- Decades:: 1960s; 1970s; 1980s; 1990s;
- See also:: Other events of 1988; History of Czechoslovakia; Years in Czechoslovakia;

= 1988 in Czechoslovakia =

Events from the year 1988 in Czechoslovakia. The year saw the candle demonstration in Bratislava.

==Incumbents==
- President: Gustáv Husák.
- Prime Minister:
  - Lubomír Štrougal (until 12 October)
  - Ladislav Adamec (from 12 October)

==Events==
- 25 March – The candle demonstration in Bratislava, led by the Catholic Church requesting religious freedom, is repressed with 190 people arrested.
- 21 August – Large anti-government demonstrations are held in Prague to mark the 20th anniversary of the Warsaw Pact invasion of Czechoslovakia.
- 11 October – A ČSA Tupolev Tu-134A (registration OK-AFB) landed hard at Ruzyne Airport; there were no casualties, but the aircraft was written off and flown to Piešťany where it served as a restaurant.

==Popular culture==
===Film===
- Alice, directed and written by Jan Švankmajer, is released.
- How Poets Are Enjoying Their Lives (Jak básníkům chutná život), directed by Dušan Klein is released.
- The Jester and the Queen (Šašek a královna), directed by Věra Chytilová, is released in English.

===Music===
- The band Půlnoc is formed by members of The Plastic People of the Universe.
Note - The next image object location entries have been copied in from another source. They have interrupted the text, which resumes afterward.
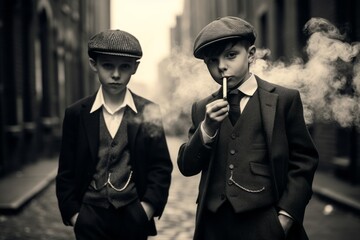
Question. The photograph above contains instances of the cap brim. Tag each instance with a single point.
(198, 52)
(118, 54)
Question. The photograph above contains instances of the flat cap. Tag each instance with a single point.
(221, 29)
(115, 42)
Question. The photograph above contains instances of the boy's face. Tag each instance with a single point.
(233, 63)
(114, 72)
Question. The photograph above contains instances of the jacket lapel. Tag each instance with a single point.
(268, 102)
(91, 124)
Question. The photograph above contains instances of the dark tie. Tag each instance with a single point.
(234, 105)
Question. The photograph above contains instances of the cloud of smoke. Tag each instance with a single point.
(329, 80)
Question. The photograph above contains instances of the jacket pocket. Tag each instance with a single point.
(260, 169)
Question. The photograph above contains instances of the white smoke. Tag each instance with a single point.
(329, 80)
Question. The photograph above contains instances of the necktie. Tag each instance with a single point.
(234, 105)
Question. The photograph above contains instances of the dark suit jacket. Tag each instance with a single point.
(293, 156)
(149, 155)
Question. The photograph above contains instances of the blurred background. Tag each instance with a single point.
(311, 45)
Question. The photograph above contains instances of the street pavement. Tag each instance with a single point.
(40, 218)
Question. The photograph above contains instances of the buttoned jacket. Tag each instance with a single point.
(149, 155)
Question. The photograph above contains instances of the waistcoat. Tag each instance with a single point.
(112, 182)
(241, 173)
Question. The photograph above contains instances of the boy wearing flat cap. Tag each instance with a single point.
(250, 144)
(114, 166)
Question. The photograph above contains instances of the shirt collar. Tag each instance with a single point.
(99, 102)
(249, 86)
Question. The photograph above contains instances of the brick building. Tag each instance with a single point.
(43, 68)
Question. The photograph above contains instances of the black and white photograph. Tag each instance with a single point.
(179, 119)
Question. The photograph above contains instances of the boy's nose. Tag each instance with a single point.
(116, 74)
(222, 66)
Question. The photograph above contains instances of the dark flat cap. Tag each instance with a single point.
(115, 42)
(221, 29)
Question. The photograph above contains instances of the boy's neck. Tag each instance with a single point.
(114, 101)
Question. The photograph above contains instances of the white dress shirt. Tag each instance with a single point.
(113, 118)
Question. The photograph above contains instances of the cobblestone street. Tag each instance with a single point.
(40, 219)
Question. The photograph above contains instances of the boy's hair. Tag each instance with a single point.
(114, 42)
(226, 28)
(216, 48)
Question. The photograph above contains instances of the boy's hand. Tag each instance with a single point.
(285, 222)
(216, 112)
(149, 210)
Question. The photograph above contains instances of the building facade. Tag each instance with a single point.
(43, 68)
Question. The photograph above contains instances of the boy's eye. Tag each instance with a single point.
(107, 65)
(211, 60)
(231, 55)
(125, 66)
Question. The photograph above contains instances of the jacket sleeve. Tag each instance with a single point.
(301, 163)
(65, 186)
(194, 155)
(159, 165)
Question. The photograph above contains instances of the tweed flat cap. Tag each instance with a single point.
(115, 42)
(221, 29)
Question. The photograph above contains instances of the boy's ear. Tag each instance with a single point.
(92, 64)
(251, 53)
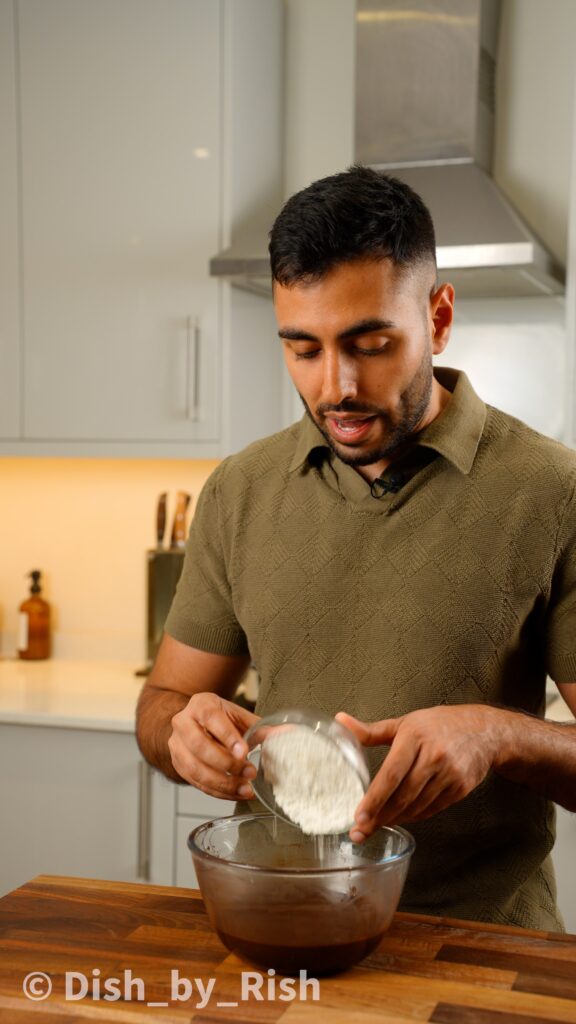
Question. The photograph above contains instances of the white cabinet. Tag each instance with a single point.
(121, 161)
(120, 167)
(69, 804)
(564, 856)
(174, 811)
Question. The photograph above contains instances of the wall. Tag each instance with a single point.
(87, 524)
(535, 96)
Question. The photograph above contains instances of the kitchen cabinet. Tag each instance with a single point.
(69, 803)
(117, 119)
(174, 811)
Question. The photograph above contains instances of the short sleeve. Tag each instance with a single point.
(202, 613)
(561, 626)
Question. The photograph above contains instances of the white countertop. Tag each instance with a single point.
(93, 694)
(71, 694)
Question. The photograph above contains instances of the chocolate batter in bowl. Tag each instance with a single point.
(286, 900)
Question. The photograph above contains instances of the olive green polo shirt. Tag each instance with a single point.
(453, 581)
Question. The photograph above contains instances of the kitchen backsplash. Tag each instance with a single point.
(87, 523)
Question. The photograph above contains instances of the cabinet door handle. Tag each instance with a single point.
(145, 777)
(192, 359)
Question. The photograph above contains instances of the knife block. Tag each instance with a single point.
(164, 569)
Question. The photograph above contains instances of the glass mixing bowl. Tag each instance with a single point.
(294, 902)
(328, 728)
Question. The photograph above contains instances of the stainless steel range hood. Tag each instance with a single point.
(424, 113)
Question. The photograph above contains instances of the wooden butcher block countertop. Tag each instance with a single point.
(425, 969)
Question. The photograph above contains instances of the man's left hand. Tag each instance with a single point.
(438, 756)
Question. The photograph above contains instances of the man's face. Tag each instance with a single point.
(358, 346)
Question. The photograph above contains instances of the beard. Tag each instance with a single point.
(400, 426)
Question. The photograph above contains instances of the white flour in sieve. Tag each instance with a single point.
(313, 782)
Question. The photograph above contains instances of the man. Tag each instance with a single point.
(405, 554)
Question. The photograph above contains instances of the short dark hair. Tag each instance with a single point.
(357, 214)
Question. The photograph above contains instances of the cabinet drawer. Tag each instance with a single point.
(193, 801)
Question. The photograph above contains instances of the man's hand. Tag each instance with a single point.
(207, 749)
(437, 757)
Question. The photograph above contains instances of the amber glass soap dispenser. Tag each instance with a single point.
(34, 623)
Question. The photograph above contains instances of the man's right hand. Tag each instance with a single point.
(207, 747)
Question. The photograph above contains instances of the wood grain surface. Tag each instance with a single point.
(425, 969)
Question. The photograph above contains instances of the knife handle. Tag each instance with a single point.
(178, 526)
(161, 520)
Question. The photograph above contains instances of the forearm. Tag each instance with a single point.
(540, 755)
(154, 726)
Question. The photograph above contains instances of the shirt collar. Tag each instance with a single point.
(454, 434)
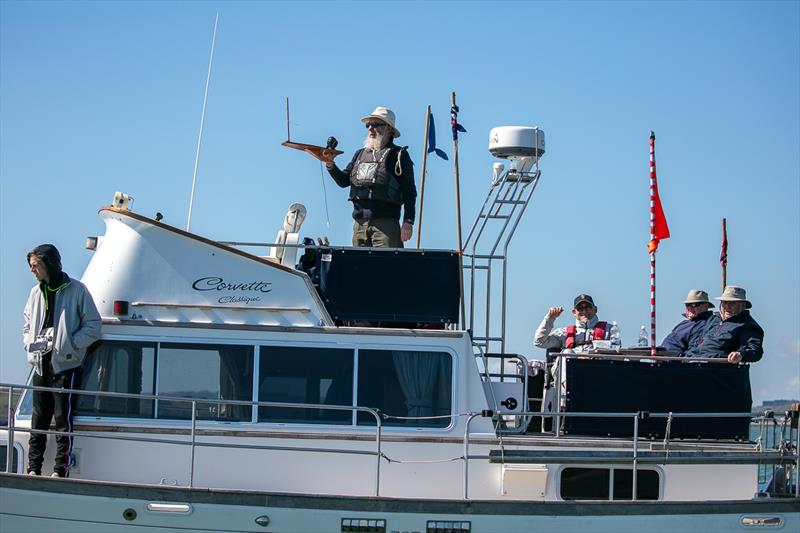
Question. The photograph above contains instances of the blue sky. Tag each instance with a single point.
(98, 97)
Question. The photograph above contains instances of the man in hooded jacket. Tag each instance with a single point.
(61, 322)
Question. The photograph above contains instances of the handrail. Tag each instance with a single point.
(760, 456)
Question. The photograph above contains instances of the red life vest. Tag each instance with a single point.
(598, 334)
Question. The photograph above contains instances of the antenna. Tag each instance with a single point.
(202, 121)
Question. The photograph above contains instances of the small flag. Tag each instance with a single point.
(454, 122)
(658, 222)
(432, 139)
(723, 253)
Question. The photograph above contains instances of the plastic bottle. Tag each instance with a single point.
(616, 340)
(644, 337)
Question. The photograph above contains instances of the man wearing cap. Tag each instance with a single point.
(577, 337)
(735, 336)
(688, 333)
(61, 322)
(381, 180)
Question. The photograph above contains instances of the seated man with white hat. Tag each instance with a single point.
(381, 180)
(688, 333)
(736, 336)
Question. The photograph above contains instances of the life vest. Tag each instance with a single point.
(598, 334)
(372, 179)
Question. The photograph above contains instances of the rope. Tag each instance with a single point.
(667, 433)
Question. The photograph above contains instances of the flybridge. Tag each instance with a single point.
(146, 270)
(166, 274)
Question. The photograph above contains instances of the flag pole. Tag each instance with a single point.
(723, 256)
(652, 239)
(454, 121)
(454, 124)
(424, 170)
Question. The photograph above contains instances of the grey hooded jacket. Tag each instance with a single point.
(76, 325)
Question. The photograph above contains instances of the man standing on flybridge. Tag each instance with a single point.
(381, 180)
(61, 322)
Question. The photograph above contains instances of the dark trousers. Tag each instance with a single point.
(55, 406)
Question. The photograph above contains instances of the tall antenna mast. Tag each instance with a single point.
(202, 121)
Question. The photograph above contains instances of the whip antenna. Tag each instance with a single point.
(202, 121)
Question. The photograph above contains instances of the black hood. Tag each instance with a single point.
(48, 254)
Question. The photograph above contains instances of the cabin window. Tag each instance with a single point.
(598, 483)
(214, 372)
(408, 387)
(118, 366)
(322, 376)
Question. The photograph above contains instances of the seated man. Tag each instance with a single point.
(688, 333)
(735, 335)
(577, 337)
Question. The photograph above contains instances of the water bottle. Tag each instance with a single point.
(616, 341)
(644, 338)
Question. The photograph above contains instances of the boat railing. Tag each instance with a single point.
(193, 443)
(507, 452)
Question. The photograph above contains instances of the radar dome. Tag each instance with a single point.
(516, 142)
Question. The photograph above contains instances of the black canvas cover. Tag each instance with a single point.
(386, 285)
(596, 385)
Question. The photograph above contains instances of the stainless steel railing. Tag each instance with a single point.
(759, 454)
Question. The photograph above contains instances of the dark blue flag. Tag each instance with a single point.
(432, 139)
(454, 122)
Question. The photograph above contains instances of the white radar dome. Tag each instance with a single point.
(516, 142)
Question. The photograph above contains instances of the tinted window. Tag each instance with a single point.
(118, 366)
(207, 371)
(593, 484)
(585, 483)
(305, 375)
(409, 386)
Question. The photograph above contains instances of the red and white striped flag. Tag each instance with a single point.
(658, 222)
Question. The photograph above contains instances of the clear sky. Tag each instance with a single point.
(98, 97)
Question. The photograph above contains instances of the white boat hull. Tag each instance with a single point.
(44, 504)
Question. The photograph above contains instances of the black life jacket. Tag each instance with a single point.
(372, 178)
(598, 334)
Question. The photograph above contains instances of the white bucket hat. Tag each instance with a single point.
(735, 294)
(384, 114)
(696, 296)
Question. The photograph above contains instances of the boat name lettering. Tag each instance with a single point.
(239, 299)
(219, 284)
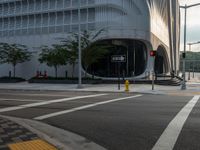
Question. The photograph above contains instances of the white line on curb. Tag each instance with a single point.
(82, 107)
(169, 137)
(47, 102)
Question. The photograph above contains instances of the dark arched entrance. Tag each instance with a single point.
(161, 61)
(136, 59)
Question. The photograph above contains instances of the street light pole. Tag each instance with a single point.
(79, 47)
(183, 85)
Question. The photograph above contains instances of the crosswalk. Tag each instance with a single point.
(41, 109)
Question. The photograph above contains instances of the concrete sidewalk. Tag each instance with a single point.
(193, 88)
(14, 136)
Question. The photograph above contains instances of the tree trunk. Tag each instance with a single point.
(86, 68)
(73, 66)
(56, 71)
(14, 69)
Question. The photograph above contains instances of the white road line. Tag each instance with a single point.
(169, 137)
(47, 102)
(82, 107)
(34, 94)
(20, 100)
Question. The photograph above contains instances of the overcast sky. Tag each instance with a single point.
(193, 24)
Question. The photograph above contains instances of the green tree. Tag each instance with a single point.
(54, 57)
(14, 54)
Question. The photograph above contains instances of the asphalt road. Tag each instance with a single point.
(116, 121)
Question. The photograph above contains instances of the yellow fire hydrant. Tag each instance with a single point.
(126, 86)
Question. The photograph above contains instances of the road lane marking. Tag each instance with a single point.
(169, 137)
(20, 100)
(36, 94)
(82, 107)
(48, 102)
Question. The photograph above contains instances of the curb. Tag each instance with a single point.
(63, 140)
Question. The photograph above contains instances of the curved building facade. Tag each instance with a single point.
(133, 27)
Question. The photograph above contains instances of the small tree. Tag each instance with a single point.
(71, 46)
(54, 57)
(14, 54)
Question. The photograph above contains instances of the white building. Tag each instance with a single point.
(134, 26)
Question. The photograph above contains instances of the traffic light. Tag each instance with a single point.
(152, 53)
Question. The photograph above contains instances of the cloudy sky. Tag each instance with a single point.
(193, 24)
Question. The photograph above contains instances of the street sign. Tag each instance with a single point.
(118, 58)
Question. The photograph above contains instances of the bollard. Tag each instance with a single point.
(126, 86)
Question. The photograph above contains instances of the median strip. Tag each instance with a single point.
(47, 102)
(169, 137)
(32, 145)
(83, 107)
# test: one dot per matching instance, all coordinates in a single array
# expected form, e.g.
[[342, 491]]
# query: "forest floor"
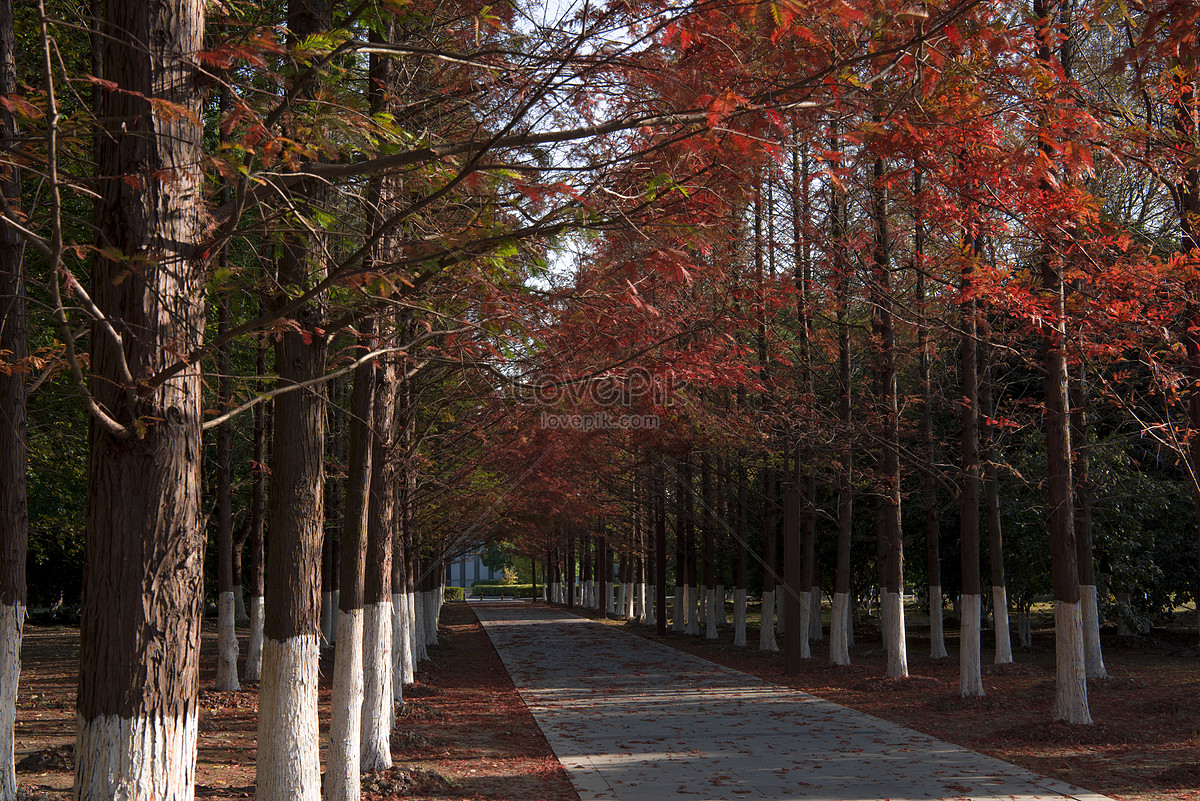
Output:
[[1144, 744], [463, 733]]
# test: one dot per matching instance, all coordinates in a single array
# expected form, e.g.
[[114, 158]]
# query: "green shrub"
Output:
[[484, 590]]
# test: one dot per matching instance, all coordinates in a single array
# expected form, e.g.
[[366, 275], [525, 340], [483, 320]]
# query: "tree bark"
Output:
[[839, 627], [377, 638], [1071, 682], [1085, 562], [143, 588], [342, 782], [257, 525], [970, 663], [991, 505], [893, 624], [227, 636], [288, 744], [13, 354]]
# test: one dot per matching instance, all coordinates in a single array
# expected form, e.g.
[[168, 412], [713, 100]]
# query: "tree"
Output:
[[137, 700]]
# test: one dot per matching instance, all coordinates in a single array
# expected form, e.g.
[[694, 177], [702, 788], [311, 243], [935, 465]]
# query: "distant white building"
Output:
[[467, 570]]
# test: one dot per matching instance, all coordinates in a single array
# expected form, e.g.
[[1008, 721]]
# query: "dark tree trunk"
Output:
[[889, 415], [1071, 685], [227, 636], [257, 525], [991, 504], [970, 667], [143, 584], [346, 726], [15, 349], [1093, 657]]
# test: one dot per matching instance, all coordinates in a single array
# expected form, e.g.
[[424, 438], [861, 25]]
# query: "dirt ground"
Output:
[[463, 733], [1144, 744]]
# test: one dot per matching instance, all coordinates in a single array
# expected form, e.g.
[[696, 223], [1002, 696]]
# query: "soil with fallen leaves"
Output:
[[462, 733], [1144, 744]]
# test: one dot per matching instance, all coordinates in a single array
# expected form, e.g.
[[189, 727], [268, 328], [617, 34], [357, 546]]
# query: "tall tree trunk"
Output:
[[707, 523], [257, 525], [227, 634], [840, 620], [1093, 657], [893, 620], [288, 766], [769, 571], [929, 483], [991, 505], [377, 640], [342, 782], [739, 571], [15, 347], [143, 583], [1071, 682], [970, 663]]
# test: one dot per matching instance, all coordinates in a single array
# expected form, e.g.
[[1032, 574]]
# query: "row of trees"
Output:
[[417, 233]]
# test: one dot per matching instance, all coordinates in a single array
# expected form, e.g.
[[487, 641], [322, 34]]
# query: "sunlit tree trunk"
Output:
[[227, 636], [840, 621], [991, 504], [143, 583]]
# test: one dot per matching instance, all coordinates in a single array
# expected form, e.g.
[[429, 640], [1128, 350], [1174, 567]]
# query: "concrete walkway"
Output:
[[636, 721]]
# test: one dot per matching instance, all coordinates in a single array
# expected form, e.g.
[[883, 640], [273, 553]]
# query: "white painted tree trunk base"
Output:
[[401, 645], [816, 626], [739, 616], [328, 619], [839, 620], [137, 759], [894, 636], [1000, 615], [378, 712], [805, 615], [1093, 656], [767, 625], [432, 610], [1071, 684], [970, 661], [12, 624], [711, 613], [418, 621], [691, 608], [255, 650], [333, 630], [240, 615], [288, 766], [342, 781], [936, 626], [227, 644]]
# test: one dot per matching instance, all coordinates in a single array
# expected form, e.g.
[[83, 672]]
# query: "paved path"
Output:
[[633, 720]]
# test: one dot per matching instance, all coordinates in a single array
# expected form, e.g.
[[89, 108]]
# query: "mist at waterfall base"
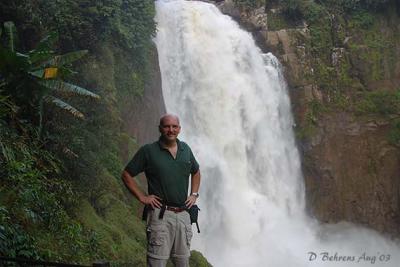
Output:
[[235, 114]]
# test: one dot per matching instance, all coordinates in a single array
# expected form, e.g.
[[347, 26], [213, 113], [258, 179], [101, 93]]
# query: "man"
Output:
[[167, 163]]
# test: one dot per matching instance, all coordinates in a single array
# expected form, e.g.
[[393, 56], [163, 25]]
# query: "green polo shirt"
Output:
[[167, 178]]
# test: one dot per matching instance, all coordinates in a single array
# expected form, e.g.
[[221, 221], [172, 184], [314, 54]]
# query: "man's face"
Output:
[[170, 128]]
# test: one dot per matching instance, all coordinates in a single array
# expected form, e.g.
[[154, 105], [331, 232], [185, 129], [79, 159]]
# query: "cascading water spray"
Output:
[[235, 114]]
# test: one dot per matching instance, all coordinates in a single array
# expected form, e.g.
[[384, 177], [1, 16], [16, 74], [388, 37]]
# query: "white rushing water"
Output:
[[235, 114]]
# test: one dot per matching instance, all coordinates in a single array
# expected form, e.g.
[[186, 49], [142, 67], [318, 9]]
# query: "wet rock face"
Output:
[[351, 171]]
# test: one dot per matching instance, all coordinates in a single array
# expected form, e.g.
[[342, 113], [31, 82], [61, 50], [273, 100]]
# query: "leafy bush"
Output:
[[379, 102]]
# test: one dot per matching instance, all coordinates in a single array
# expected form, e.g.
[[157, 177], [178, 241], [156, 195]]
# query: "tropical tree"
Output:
[[35, 78]]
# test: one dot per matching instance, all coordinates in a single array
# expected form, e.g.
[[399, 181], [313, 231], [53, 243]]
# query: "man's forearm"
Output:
[[195, 182], [132, 186]]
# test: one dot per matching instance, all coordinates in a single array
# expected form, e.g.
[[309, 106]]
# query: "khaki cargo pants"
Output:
[[168, 237]]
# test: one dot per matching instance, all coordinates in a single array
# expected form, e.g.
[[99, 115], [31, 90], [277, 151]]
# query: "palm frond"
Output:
[[61, 60], [43, 51], [37, 73], [64, 106], [11, 32], [68, 88]]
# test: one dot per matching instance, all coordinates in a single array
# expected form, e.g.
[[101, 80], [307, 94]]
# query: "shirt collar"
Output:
[[180, 147]]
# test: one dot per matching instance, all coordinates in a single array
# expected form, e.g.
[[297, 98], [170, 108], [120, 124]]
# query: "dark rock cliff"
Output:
[[344, 78]]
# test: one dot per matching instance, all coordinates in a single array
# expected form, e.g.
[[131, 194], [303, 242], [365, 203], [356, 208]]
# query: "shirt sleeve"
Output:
[[137, 163], [195, 165]]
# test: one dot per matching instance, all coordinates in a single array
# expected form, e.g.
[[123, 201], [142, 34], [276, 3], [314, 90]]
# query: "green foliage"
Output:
[[33, 78], [362, 19], [379, 102], [394, 133], [40, 203], [302, 9], [354, 5]]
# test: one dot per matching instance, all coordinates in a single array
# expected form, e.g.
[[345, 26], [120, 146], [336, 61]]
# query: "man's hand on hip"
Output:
[[190, 201], [152, 200]]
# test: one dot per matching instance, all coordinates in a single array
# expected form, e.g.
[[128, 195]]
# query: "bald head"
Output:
[[169, 128], [168, 117]]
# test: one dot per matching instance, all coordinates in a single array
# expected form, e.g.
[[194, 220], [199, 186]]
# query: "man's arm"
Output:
[[130, 182], [195, 185]]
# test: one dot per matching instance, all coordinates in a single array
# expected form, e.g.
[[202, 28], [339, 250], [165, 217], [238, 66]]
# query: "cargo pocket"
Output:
[[189, 234], [157, 240]]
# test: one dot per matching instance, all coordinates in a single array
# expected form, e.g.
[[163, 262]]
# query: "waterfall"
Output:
[[235, 114]]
They perform in New York in July,

==Births==
- 9 December – Veronika Vítková, biathlete, winner of the silver medal at the 2014 Winter Olympics.

==Deaths==
- 3 January – John Dopyera, inventor of the resonator guitar (born 1893).
- 17 April – Daniel Rapant, historian (born 1897).
- 29 April – Jan Kapr, composer (born 1914).
- 21 December – Ján Cikker, composer (born 1911).